DenseNet - Using Collective Knowledge (2016)
By 2016, a paradigm was clear in architectures - many architectures had some sort of short connection between the start and end of layers. Highway Nets, ResNets, FractalNets - they all, in one way or another, had shortcut connections. In "Densely Connected Convolutional Networks" Gao Huang, Zhuang Liu et al. proposed another connectivity pattern - connecting all layers that could be connected (same feature map sizes). ResNets only had connections within blocks, and Block_1 only had a shortcut connection within itself. In DenseNets - Block_1 would also have a short connection to Block_2, Block_3 and Block_4. The same would go for Block_2 which would have a connection to Block_3 and Block_4 and so on. Naturally, Block_1 through Block_n would also have standard feedforward connections besides the short connections.

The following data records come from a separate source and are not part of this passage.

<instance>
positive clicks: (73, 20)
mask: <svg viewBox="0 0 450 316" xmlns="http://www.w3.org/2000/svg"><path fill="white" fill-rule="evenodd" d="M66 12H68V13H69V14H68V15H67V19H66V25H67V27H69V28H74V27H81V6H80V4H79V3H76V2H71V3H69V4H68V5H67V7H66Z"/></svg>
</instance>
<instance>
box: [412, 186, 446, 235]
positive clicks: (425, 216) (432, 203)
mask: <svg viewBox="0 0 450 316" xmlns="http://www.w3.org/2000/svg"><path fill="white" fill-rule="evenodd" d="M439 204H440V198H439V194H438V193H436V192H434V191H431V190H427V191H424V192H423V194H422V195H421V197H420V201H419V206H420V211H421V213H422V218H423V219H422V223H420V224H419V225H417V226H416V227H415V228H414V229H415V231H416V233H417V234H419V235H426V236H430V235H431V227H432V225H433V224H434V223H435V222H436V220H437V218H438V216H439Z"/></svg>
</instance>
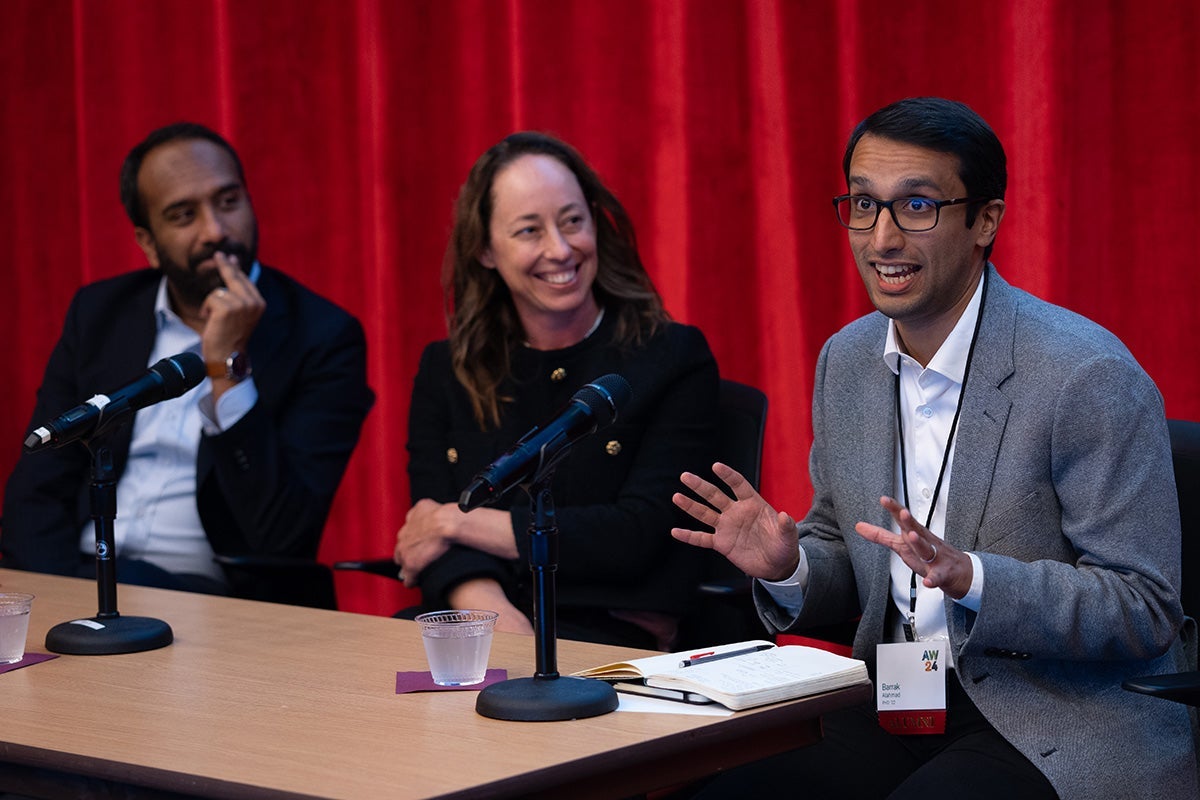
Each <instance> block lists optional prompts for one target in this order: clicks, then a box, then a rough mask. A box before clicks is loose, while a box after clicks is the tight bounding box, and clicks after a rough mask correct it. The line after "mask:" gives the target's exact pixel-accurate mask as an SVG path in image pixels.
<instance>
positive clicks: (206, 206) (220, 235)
mask: <svg viewBox="0 0 1200 800" xmlns="http://www.w3.org/2000/svg"><path fill="white" fill-rule="evenodd" d="M199 223H200V237H202V239H203V241H205V242H220V241H223V240H224V239H226V228H224V222H223V221H222V218H221V215H220V213H217V210H216V209H214V207H212V206H211V205H204V206H202V207H200V211H199Z"/></svg>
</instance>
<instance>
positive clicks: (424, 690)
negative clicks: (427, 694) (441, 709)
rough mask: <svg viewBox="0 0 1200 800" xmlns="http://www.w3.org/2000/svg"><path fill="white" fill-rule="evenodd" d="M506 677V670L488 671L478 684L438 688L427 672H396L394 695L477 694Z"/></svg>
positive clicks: (445, 686)
mask: <svg viewBox="0 0 1200 800" xmlns="http://www.w3.org/2000/svg"><path fill="white" fill-rule="evenodd" d="M508 676H509V670H508V669H488V670H487V674H486V675H484V680H482V681H481V682H479V684H472V685H470V686H438V685H437V684H434V682H433V675H431V674H430V673H427V672H398V673H396V693H397V694H406V693H408V692H456V691H462V690H466V691H468V692H478V691H479V690H481V688H484V687H485V686H491V685H492V684H496V682H499V681H502V680H505V679H506V678H508Z"/></svg>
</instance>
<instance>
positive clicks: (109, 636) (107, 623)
mask: <svg viewBox="0 0 1200 800" xmlns="http://www.w3.org/2000/svg"><path fill="white" fill-rule="evenodd" d="M84 446H86V447H88V452H90V453H91V518H92V522H94V523H95V528H96V594H97V601H98V606H100V608H98V610H97V613H96V615H95V616H91V618H89V619H76V620H71V621H67V622H59V624H58V625H55V626H54V627H52V628H50V630H49V631H48V632H47V633H46V649H47V650H53V651H54V652H64V654H67V655H77V656H101V655H114V654H119V652H142V651H143V650H155V649H157V648H162V646H166V645H168V644H170V643H172V640H173V638H174V634H173V633H172V630H170V626H169V625H167V624H166V622H163V621H162V620H157V619H152V618H150V616H121V614H120V612H118V610H116V543H115V537H114V535H113V521H114V519H116V471H115V470H114V469H113V453H112V451H110V450H109V447H108V445H107V444H103V443H101V444H97V445H95V447H94V446H92V443H91V441H90V440H84Z"/></svg>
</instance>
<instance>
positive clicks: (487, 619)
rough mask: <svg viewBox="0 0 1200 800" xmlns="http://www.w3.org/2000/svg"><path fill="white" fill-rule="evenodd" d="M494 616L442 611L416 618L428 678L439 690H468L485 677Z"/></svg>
mask: <svg viewBox="0 0 1200 800" xmlns="http://www.w3.org/2000/svg"><path fill="white" fill-rule="evenodd" d="M498 616H499V614H497V613H496V612H486V610H466V609H464V610H444V612H430V613H427V614H419V615H418V616H416V624H418V625H420V626H421V640H422V642H425V656H426V657H427V658H428V660H430V674H432V675H433V682H434V684H437V685H438V686H470V685H472V684H480V682H482V680H484V678H485V676H486V675H487V654H488V652H490V651H491V649H492V631H493V630H494V628H496V619H497V618H498Z"/></svg>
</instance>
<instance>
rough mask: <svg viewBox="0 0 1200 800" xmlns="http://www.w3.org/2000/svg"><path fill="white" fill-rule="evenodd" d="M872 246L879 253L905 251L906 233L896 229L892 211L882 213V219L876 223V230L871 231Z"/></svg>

The key difference in the connection process here is that ResNets add outputs of layers. The output of a block is a summation of its input and the output of the processes within the block. With DenseNets - these connections are concatenated, not added. Thus, Layer N's inputs are the outputs of all preceding layers, not their sum. Because of this density - the networks are named DenseNets. It's interesting to see teams exploring density in connections, where some teams focus on sparsity in connections with both networks performing great! As a matter of fact - this density doesn't make DenseNets explode with parameters, so it's not going against the common wisdom of avoiding relearning features and they're actually quite efficient with their parameters. They're actually more efficient than ResNets in terms of parameter usage, since testing ResNets showed that many layers don't add too much value to the predictive power of the network whereas DenseNets don't suffer from this as much. It turns out that this density allows the network to not learn redundant feature maps, and that there's no need to make them wide. They only add a little bit of narrow "collective knowledge" in each block, since they carry over a lot of previous "collective knowledge". During the implementation, you'll notice how few filters we're actually using.